4.5 Cross-buying

Cross-selling is the most common technique companies use to increase the repeat purchase incidence, quantity, and revenues to companies. After companies have built a certain level of loyalty with existing customers, these customers are more likely to cross-buy from the company. Verhoef and Donkers [5] studied the effect of acquisition channels on cross-buying. The acquisition channels examined included mass media, direct marketing, the Internet, personal selling, intermediaries, and word of mouth. For customers who were retained, cross-buying was coded as a binary variable. These authors modeled cross-buying in a probit model and acquisition channels were included as dummy variables.

4.5.1 Empirical Example: Cross-buying

Another key question we want to answer with regard to customer retention is whether we can determine which customers have the highest likelihood of cross-buying in multiple categories. To do this we first need to know which current customers actually purchased in multiple categories when they made a purchase. In the dataset provided for this chapter we have a variable Crossbuy which identifies how many categories of products a customer purchased in a given time period. We also provide a set of drivers which are likely to help explain a customer's decision to cross-buy. At the end of this example you should be able to do the following:

1. Identify the drivers of customer cross-buying behavior.
2. Interpret the parameter estimates from the cross-buying model.
3. Predict whether a customer is likely to cross-buy or not.
4. Determine the predictive accuracy of the cross-buying model.

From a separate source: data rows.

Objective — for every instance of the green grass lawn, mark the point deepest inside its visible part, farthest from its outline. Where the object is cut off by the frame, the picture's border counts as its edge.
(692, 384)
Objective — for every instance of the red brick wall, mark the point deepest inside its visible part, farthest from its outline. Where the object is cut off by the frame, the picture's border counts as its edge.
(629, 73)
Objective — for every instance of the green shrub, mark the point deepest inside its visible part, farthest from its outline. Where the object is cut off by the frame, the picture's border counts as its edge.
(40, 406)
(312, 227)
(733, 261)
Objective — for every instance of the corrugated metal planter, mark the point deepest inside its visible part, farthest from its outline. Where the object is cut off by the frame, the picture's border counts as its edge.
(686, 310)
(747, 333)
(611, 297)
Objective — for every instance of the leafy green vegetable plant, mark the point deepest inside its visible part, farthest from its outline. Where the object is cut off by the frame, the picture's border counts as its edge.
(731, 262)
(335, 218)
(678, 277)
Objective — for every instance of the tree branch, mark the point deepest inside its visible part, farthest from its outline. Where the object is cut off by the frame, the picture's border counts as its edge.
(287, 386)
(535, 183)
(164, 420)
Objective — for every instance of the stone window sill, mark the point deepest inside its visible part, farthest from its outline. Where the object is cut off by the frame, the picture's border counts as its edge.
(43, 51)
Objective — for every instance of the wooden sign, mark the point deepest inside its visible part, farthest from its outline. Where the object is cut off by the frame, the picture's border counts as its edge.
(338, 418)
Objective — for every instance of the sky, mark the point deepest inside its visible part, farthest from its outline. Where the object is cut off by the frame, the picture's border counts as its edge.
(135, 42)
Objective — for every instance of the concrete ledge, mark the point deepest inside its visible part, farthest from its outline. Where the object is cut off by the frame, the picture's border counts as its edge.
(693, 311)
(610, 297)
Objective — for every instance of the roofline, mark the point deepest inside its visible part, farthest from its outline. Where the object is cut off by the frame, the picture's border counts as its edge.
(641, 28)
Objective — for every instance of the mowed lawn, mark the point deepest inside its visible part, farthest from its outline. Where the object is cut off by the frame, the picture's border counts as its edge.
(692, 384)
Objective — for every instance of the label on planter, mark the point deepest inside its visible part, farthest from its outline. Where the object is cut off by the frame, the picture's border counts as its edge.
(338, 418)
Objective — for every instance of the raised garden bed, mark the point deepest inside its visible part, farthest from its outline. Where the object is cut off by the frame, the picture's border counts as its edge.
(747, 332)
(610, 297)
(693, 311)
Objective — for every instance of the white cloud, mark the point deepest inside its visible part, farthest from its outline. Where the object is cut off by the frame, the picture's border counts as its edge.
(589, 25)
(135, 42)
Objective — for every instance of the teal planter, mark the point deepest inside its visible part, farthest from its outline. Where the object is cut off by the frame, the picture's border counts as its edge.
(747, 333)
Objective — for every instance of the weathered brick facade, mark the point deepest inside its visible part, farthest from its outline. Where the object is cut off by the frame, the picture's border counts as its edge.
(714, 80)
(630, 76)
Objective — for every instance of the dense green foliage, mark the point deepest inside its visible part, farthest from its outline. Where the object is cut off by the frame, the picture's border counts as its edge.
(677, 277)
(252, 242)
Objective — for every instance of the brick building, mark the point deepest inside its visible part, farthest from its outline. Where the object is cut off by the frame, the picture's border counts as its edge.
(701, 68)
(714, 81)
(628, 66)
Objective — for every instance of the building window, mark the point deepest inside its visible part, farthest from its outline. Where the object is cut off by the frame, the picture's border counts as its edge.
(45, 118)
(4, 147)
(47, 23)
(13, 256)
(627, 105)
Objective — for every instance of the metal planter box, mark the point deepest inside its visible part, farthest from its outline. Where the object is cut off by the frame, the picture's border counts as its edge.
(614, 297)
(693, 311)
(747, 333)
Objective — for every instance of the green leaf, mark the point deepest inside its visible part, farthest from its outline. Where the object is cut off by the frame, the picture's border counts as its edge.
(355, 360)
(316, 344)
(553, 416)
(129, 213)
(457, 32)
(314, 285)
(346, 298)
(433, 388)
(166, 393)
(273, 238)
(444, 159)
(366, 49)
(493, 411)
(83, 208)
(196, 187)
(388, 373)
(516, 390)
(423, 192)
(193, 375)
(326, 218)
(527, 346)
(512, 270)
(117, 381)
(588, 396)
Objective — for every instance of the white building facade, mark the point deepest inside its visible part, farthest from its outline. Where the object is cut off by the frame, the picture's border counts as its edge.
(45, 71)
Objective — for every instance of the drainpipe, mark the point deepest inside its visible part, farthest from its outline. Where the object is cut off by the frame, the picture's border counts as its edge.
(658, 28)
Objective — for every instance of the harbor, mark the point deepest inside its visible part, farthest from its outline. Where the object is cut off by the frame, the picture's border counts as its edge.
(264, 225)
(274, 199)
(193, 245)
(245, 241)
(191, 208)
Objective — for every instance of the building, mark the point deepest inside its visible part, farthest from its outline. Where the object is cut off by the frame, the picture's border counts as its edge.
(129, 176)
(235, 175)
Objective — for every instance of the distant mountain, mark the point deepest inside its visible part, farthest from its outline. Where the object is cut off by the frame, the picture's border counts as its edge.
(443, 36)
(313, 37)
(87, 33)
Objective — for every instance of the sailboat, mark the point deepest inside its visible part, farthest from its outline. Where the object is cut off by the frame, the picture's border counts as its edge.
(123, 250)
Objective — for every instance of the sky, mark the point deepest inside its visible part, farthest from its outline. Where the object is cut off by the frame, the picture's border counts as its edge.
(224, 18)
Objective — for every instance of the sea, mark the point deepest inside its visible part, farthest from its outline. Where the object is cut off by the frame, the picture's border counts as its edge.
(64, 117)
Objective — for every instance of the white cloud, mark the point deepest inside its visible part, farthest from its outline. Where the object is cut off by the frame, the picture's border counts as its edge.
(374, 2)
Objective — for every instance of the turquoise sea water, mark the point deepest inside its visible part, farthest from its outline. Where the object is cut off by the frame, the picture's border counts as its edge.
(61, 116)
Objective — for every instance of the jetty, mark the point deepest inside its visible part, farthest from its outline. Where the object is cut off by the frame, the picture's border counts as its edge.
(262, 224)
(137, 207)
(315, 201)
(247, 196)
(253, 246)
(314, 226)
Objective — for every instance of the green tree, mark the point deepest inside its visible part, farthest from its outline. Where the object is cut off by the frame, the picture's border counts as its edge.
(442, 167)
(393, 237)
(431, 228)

A B2C firm wants to understand which customers are most likely to cross-buy in a given time period. This is important to know since many studies have shown that customers who purchase across multiple categories are more likely to be more profitable than customers who purchase across fewer categories. A random sample of 500 customers from a single cohort was taken from the customer database. The information we need for our model includes the following list of variables:

Dependent variable
Crossbuy The number of product categories a customer purchased during a given quarter
Independent variables
Lag_Purchase 1 if the customer purchased in the previous quarter, 0 if no purchase occurred in the previous quarter
Lag_Crossbuy The number of product categories a customer purchased during the previous quarter
Avg_Order_Quantity The average dollar value of the purchases in all previous quarters
Ret_Expense Dollars spent on marketing efforts to try and retain that customer in the given quarter
Ret_Expense_SQ Square of dollars spent on marketing efforts to try and retain that customer in the given quarter
Gender 1 if the customer is male, 0 if the customer is female
Married 1 if the customer is married, 0 if the customer is not married
Income 1 if income < $30 000
2 if $30 001< income < $45 000
3 if $45 001 < income < $60 000
4 if $60 001 < income < $75 000
5 if $75 001 < income < $90 000
6 if income > $90 001
First_Purchase The value of the first purchase made by the customer in quarter 1
Loyalty 1 if the customer is a member of the loyalty program, 0 if not

In this case, we have a discrete dependent variable (Crossbuy) which tells us how many categories a customer purchased in a given quarter. In order to understand the likelihood of cross-buying behavior we need to transform this discrete variable into a binary variable. We do this by setting CB equal to 1 when Crossbuy > 1 and CB equal to 0 otherwise. We also have nine independent variables which we believe will be drivers of repurchase behavior.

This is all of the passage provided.